Génocide au Rwanda : plusieurs associations portent plainte contre BNP Paribas

Génocide au Rwanda : plusieurs associations portent plainte contre BNP Paribas
BNP Paribas déclare ne pas disposer pour le moment des éléments suffisants pour répondre (photo d'illustration).

Orange avec AFP, publié le jeudi 29 juin 2017 à 07h46

Les plaignantes accusent la banque française de "complicité de génocide, de crimes contre l'humanité et de crimes de guerre", révèle France Inter.

Selon les associations Sherpa, le Collectif des parties civiles pour le Rwanda et Ibuka, la banque française BNP Paribas aurait contribué au financement d'armes à destination du Rwanda en juin 1994, en plein génocide, malgré un embargo sur les armes voté par l'ONU, révèle la cellule enquête de Radio France, en partenariat avec le journal Le Monde.



La fameuse vente d'armes aurait eu lieu au milieu du mois de juin 1994. 80 tonnes d'armes sont alors livrées depuis les Seychelles jusqu'au Zaïre, à proximité de la frontière rwandaise.

"Ces armes ont servi à équiper des miliciens qui ont participé au génocide", explique le spécialiste du Rwanda, Jacques Morel, auteur de La France au cœur du génocide des Tutsi (éd. L'esprit frappeur, 2010).

Un mois plus tôt, pourtant, le Conseil de sécurité des Nations unies avait voté une résolution interdisant les livraisons d'armes à destination du Rwanda le 17 mai 1994.

"LA SEULE BANQUE À RÉPONDRE PAR L'AFFIRMATIVE"

Dans leur plainte, les associations rapportent que la BNP aurait "validé l'ordre de paiement de la Banque nationale du Rwanda, ce que les autres banques s'étaient toutes refusées de faire". La banque française aurait donc été "la seule banque à répondre par l'affirmative et à débloquer les fonds suffisants pour l'achat d'armes par le gouvernement rwandais".

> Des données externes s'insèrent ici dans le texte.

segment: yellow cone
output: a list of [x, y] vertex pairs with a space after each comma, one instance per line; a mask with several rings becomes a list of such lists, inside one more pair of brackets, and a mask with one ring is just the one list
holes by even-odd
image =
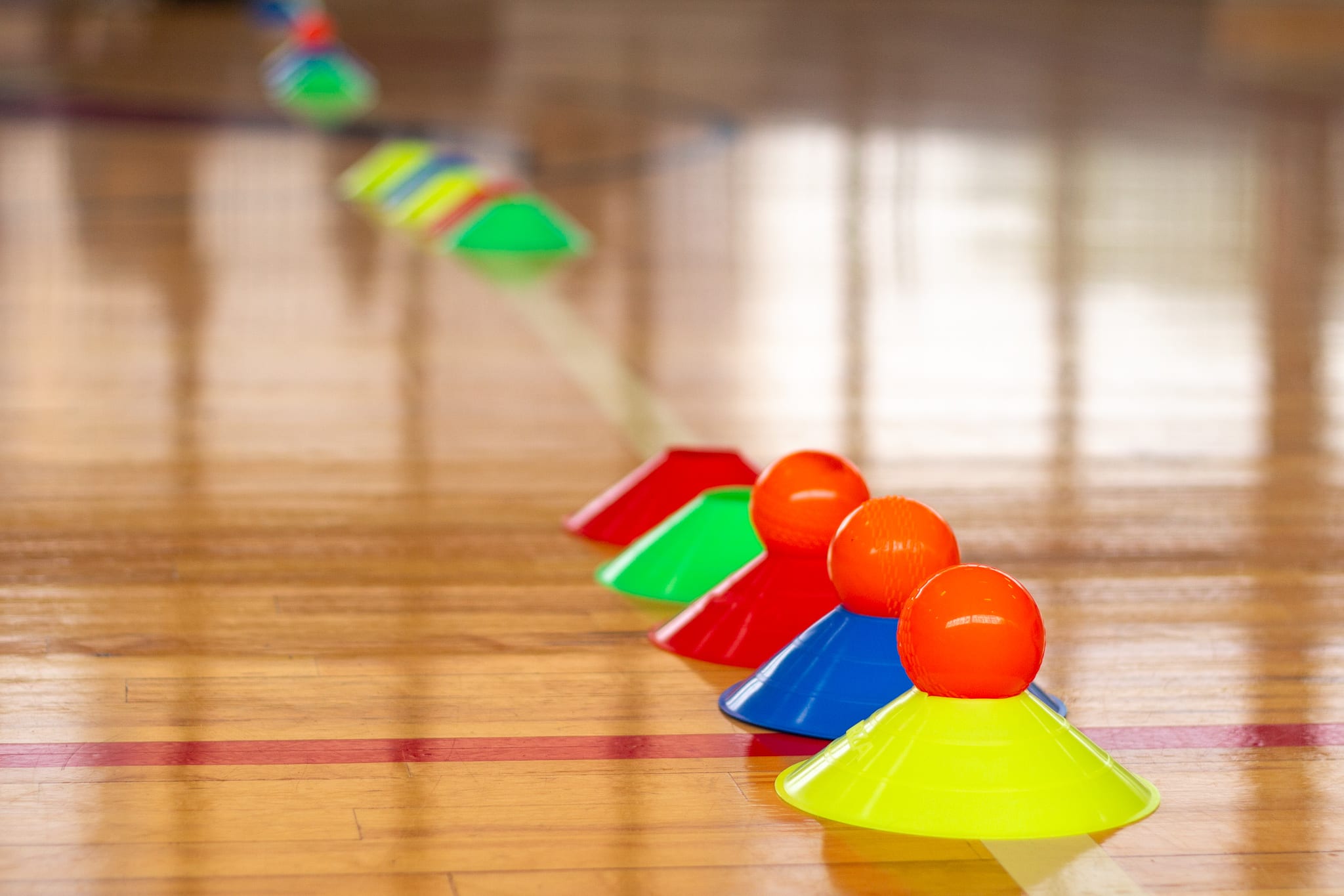
[[775, 791], [860, 827], [957, 840], [1067, 837], [1157, 809], [1157, 790], [1035, 697], [930, 697], [911, 689]]
[[422, 140], [388, 140], [351, 165], [337, 188], [351, 201], [376, 203], [433, 154], [433, 146]]

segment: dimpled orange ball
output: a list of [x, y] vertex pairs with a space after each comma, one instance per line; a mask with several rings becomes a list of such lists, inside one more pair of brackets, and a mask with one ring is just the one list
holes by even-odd
[[825, 556], [831, 536], [868, 500], [853, 463], [825, 451], [785, 454], [751, 489], [751, 524], [767, 551]]
[[900, 496], [864, 501], [831, 541], [831, 582], [851, 613], [899, 617], [925, 579], [961, 563], [957, 536], [933, 508]]
[[1046, 656], [1046, 626], [1027, 588], [999, 570], [935, 572], [906, 602], [896, 630], [900, 662], [935, 697], [1012, 697]]

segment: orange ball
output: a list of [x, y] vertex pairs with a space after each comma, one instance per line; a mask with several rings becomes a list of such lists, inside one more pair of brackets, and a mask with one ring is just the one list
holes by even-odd
[[825, 556], [849, 512], [868, 500], [853, 463], [825, 451], [794, 451], [766, 467], [751, 489], [751, 524], [767, 551]]
[[935, 572], [906, 603], [900, 662], [935, 697], [1012, 697], [1046, 656], [1046, 626], [1027, 588], [982, 566]]
[[840, 524], [828, 562], [847, 610], [899, 617], [915, 588], [961, 563], [961, 552], [933, 508], [894, 494], [864, 501]]

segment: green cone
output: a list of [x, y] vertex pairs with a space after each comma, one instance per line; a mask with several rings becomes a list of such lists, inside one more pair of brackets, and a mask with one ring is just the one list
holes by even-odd
[[691, 603], [765, 548], [751, 528], [751, 489], [707, 489], [598, 567], [602, 584], [656, 600]]
[[496, 199], [449, 231], [444, 250], [496, 253], [570, 253], [587, 250], [583, 228], [540, 196]]
[[359, 66], [343, 59], [310, 59], [284, 86], [280, 103], [324, 125], [355, 118], [374, 106], [376, 89]]

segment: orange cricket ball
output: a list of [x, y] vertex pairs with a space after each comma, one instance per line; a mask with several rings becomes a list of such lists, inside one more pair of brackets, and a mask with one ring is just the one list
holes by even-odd
[[900, 617], [925, 579], [961, 563], [957, 536], [933, 508], [890, 496], [864, 501], [831, 541], [831, 582], [851, 613]]
[[1046, 626], [1027, 588], [985, 566], [935, 572], [906, 602], [900, 662], [935, 697], [1000, 699], [1027, 689], [1046, 656]]
[[794, 451], [751, 489], [751, 524], [766, 551], [825, 556], [840, 523], [868, 500], [853, 463], [825, 451]]

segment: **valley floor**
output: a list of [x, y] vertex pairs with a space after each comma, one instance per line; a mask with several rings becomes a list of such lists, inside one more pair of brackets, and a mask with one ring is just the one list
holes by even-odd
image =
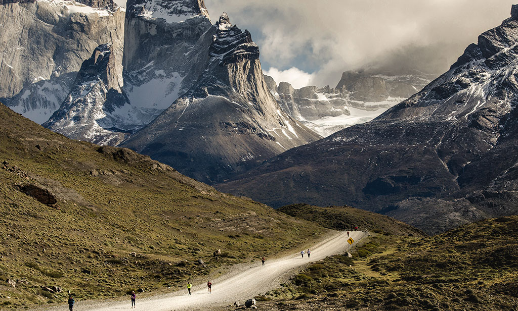
[[[343, 253], [348, 250], [348, 239], [344, 232], [330, 231], [328, 236], [311, 248], [311, 257], [306, 255], [301, 257], [299, 251], [294, 250], [295, 255], [279, 259], [268, 260], [265, 267], [260, 260], [251, 263], [237, 271], [211, 280], [213, 292], [209, 294], [205, 283], [194, 284], [192, 295], [186, 295], [186, 289], [170, 294], [137, 299], [137, 308], [143, 310], [171, 311], [177, 310], [207, 309], [207, 308], [232, 304], [235, 301], [241, 303], [247, 299], [263, 294], [279, 286], [294, 269], [310, 262], [317, 261], [328, 256]], [[367, 236], [362, 231], [353, 231], [350, 237], [355, 244]], [[305, 250], [305, 252], [306, 250]], [[260, 254], [257, 254], [260, 256]], [[127, 301], [126, 301], [127, 300]], [[114, 309], [130, 309], [128, 298], [125, 301], [78, 301], [74, 306], [75, 311], [107, 311]], [[52, 307], [38, 308], [33, 310], [53, 311], [63, 310], [63, 305]]]

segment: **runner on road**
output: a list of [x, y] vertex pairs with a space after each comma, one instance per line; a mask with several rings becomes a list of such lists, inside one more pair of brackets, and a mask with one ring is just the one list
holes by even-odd
[[132, 291], [131, 292], [131, 308], [137, 307], [137, 305], [135, 303], [135, 301], [137, 299], [137, 295], [135, 294], [135, 291]]
[[74, 300], [72, 296], [68, 297], [68, 309], [70, 311], [72, 311], [72, 309], [74, 308], [74, 303], [76, 302], [76, 301]]

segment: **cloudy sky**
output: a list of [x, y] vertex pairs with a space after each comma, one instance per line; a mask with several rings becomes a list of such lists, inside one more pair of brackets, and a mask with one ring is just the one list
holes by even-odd
[[265, 71], [294, 86], [335, 86], [365, 66], [441, 73], [516, 0], [205, 0], [248, 29]]

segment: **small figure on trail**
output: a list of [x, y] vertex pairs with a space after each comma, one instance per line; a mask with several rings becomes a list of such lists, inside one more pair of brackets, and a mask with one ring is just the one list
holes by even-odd
[[71, 295], [68, 297], [68, 308], [70, 309], [70, 311], [72, 311], [72, 309], [74, 308], [74, 304], [75, 302], [76, 301], [72, 298]]
[[137, 299], [137, 295], [135, 294], [135, 291], [132, 290], [131, 292], [131, 308], [137, 307], [137, 304], [135, 303], [135, 301]]

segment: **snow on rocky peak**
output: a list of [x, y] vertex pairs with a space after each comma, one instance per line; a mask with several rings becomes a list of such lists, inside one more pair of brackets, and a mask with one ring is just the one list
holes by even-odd
[[101, 44], [83, 62], [70, 92], [44, 126], [99, 145], [117, 145], [135, 129], [127, 128], [138, 121], [128, 119], [131, 107], [119, 83], [112, 51], [111, 44]]
[[130, 0], [128, 8], [134, 17], [161, 19], [169, 24], [197, 17], [210, 18], [204, 0]]
[[218, 33], [209, 49], [211, 57], [221, 64], [259, 58], [259, 46], [252, 41], [250, 33], [232, 26], [226, 13], [221, 14], [215, 26]]

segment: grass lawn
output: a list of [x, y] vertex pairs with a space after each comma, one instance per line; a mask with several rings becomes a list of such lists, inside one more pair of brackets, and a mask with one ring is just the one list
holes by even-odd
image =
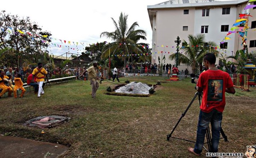
[[[107, 87], [115, 85], [103, 81], [93, 99], [90, 82], [75, 81], [46, 87], [40, 98], [33, 93], [26, 93], [23, 98], [2, 98], [0, 133], [70, 147], [61, 158], [194, 157], [187, 151], [194, 143], [173, 138], [167, 141], [166, 135], [194, 96], [195, 85], [190, 79], [179, 82], [165, 79], [120, 78], [122, 83], [127, 79], [154, 85], [161, 82], [150, 97], [106, 95]], [[220, 141], [219, 152], [244, 153], [246, 146], [256, 144], [256, 87], [250, 87], [249, 92], [236, 90], [236, 94], [226, 94], [222, 128], [229, 141]], [[199, 110], [197, 99], [172, 136], [195, 141]], [[42, 129], [23, 125], [47, 115], [71, 119], [44, 129], [44, 134]], [[203, 150], [202, 157], [206, 152]]]

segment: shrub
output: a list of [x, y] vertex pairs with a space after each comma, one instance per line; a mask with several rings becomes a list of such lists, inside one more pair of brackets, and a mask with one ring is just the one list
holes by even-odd
[[111, 87], [110, 87], [110, 86], [108, 86], [108, 87], [107, 88], [107, 91], [109, 92], [112, 92], [112, 90], [111, 89]]

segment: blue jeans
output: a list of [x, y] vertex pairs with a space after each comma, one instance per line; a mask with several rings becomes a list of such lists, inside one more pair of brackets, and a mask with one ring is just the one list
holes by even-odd
[[34, 87], [34, 90], [35, 93], [37, 93], [38, 91], [38, 84], [36, 83], [30, 83], [29, 85], [31, 85]]
[[212, 127], [212, 152], [218, 152], [218, 146], [220, 136], [220, 130], [221, 128], [222, 113], [214, 109], [209, 113], [206, 113], [200, 110], [199, 118], [198, 124], [198, 130], [196, 135], [196, 142], [195, 145], [194, 151], [197, 154], [202, 152], [206, 129], [211, 122]]

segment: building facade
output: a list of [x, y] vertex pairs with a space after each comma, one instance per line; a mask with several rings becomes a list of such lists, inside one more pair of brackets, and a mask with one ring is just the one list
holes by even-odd
[[[256, 2], [248, 2], [172, 0], [148, 6], [152, 28], [151, 62], [158, 64], [160, 59], [163, 64], [162, 59], [165, 56], [166, 64], [174, 64], [175, 61], [171, 61], [169, 56], [177, 52], [175, 41], [179, 36], [181, 41], [179, 45], [180, 48], [183, 40], [188, 41], [189, 34], [204, 34], [206, 42], [213, 41], [218, 45], [212, 49], [217, 49], [224, 56], [234, 55], [237, 50], [243, 49], [244, 43], [242, 44], [243, 40], [239, 33], [227, 34], [231, 30], [238, 31], [239, 29], [231, 28], [236, 20], [240, 19], [239, 14], [251, 16], [248, 17], [249, 28], [245, 42], [248, 52], [255, 51], [256, 7], [244, 9], [248, 5], [256, 5]], [[180, 50], [179, 53], [182, 53], [182, 51]]]

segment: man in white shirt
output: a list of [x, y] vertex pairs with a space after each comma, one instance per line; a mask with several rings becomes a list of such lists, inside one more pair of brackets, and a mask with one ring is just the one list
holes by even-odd
[[116, 79], [116, 78], [117, 81], [118, 81], [118, 82], [119, 82], [120, 81], [119, 81], [119, 79], [118, 79], [118, 76], [117, 76], [117, 75], [118, 74], [118, 73], [119, 72], [119, 71], [118, 71], [118, 70], [116, 67], [115, 67], [115, 68], [114, 68], [114, 70], [113, 71], [113, 74], [114, 74], [114, 76], [113, 77], [113, 82], [115, 82], [115, 79]]

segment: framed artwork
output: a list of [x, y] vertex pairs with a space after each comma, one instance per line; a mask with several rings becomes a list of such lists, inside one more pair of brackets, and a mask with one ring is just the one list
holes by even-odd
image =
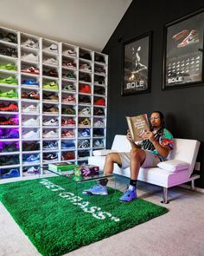
[[150, 91], [150, 32], [124, 43], [122, 95]]
[[204, 10], [165, 26], [163, 89], [203, 83]]

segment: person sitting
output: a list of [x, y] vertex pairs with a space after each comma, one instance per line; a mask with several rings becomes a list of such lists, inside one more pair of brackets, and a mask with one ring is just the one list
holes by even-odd
[[[131, 152], [110, 153], [105, 157], [104, 174], [113, 173], [114, 163], [122, 168], [130, 167], [131, 179], [128, 188], [120, 197], [121, 202], [129, 202], [137, 199], [137, 180], [140, 167], [156, 167], [157, 163], [167, 159], [174, 148], [173, 135], [165, 128], [164, 115], [161, 111], [153, 111], [150, 115], [150, 129], [143, 135], [143, 141], [136, 143], [127, 132], [127, 140], [131, 146]], [[106, 195], [107, 179], [101, 179], [98, 184], [83, 191], [85, 195]]]

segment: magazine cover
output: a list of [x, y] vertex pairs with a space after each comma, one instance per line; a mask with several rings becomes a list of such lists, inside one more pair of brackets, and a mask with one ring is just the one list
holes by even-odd
[[131, 139], [134, 141], [143, 141], [144, 132], [150, 130], [147, 115], [126, 116], [126, 119]]

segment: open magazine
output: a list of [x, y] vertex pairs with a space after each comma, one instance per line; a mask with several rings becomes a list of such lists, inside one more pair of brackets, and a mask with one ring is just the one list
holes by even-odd
[[131, 139], [134, 141], [143, 141], [143, 135], [150, 130], [147, 115], [126, 116], [126, 119]]

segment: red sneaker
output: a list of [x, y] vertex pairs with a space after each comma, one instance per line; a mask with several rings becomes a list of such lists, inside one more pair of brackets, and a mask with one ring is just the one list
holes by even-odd
[[81, 87], [80, 87], [79, 92], [84, 93], [84, 94], [91, 94], [91, 87], [87, 84], [82, 84]]
[[94, 101], [94, 105], [105, 106], [105, 101], [104, 98], [99, 98], [99, 100]]

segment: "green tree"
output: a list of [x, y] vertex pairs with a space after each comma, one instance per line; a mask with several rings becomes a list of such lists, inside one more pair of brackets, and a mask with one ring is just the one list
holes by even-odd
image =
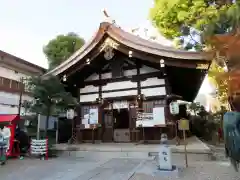
[[31, 111], [46, 116], [46, 136], [49, 117], [66, 111], [69, 105], [76, 105], [77, 101], [69, 92], [65, 91], [65, 87], [58, 77], [50, 76], [48, 79], [32, 77], [28, 84], [32, 87], [31, 92], [35, 99]]
[[190, 111], [192, 111], [194, 113], [194, 115], [196, 116], [198, 114], [198, 112], [200, 111], [200, 104], [199, 103], [191, 103], [188, 108], [190, 109]]
[[[155, 0], [150, 19], [161, 34], [174, 40], [176, 47], [202, 51], [209, 48], [207, 37], [239, 27], [240, 8], [232, 0]], [[209, 78], [218, 88], [219, 99], [225, 103], [227, 83], [217, 77], [224, 72], [218, 64], [226, 63], [217, 58], [215, 62], [210, 67]]]
[[229, 28], [230, 17], [235, 15], [235, 6], [231, 0], [155, 0], [150, 9], [150, 19], [169, 39], [191, 35], [189, 27], [206, 31], [210, 24], [213, 26], [208, 27], [208, 31], [224, 33]]
[[85, 41], [75, 33], [58, 35], [43, 48], [48, 59], [49, 68], [54, 68], [67, 60], [75, 51], [84, 45]]

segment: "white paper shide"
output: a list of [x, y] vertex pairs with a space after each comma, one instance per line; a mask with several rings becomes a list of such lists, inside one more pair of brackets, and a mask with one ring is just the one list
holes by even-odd
[[47, 139], [32, 139], [31, 140], [31, 154], [44, 155], [47, 154], [48, 140]]
[[172, 170], [171, 148], [168, 145], [161, 144], [159, 147], [159, 168], [161, 170]]

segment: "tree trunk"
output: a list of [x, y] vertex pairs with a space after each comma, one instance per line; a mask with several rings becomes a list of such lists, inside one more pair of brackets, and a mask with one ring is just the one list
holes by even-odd
[[50, 118], [50, 112], [51, 112], [51, 107], [47, 109], [47, 116], [46, 116], [46, 121], [45, 121], [45, 131], [44, 131], [44, 136], [47, 137], [47, 131], [48, 131], [48, 123], [49, 123], [49, 118]]

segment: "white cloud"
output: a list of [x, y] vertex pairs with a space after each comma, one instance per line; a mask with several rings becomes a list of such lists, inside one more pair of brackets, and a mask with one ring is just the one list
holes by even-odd
[[2, 26], [0, 28], [0, 49], [26, 61], [47, 67], [42, 53], [45, 38], [25, 29]]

"D'après les éléments dont nous disposons, la BNP aurait eu nécessairement connaissance que ce transfert de fonds allait contribuer à l'achat d'armes et au génocide", affirme Marie-Laure Guislain, responsable du contentieux à Sherpa. "Notre association poursuit les génocidaires, mais à travers cette plainte nous voulons également démêler les maillons d'une chaîne, qui a permis que ce génocide aille à son terme", explique le président du Collectif des parties civiles pour le Rwanda (CPCR), Alain Gauthier, à France Info.

Ces révélations interviennent alors que la Revue XXI évoque, dans son dernier numéro, un document archivé à l'Elysée, qui relance les soupçons sur le rôle de la France dans le génocide rwandais, en affirmant que l'Elysée avait ordonné aux troupes françaises de réarmer les génocidaires hutus. Le génocide des Tutsis et des Hutus a fait près d'un million de morts au Rwanda, entre avril et juillet 1994.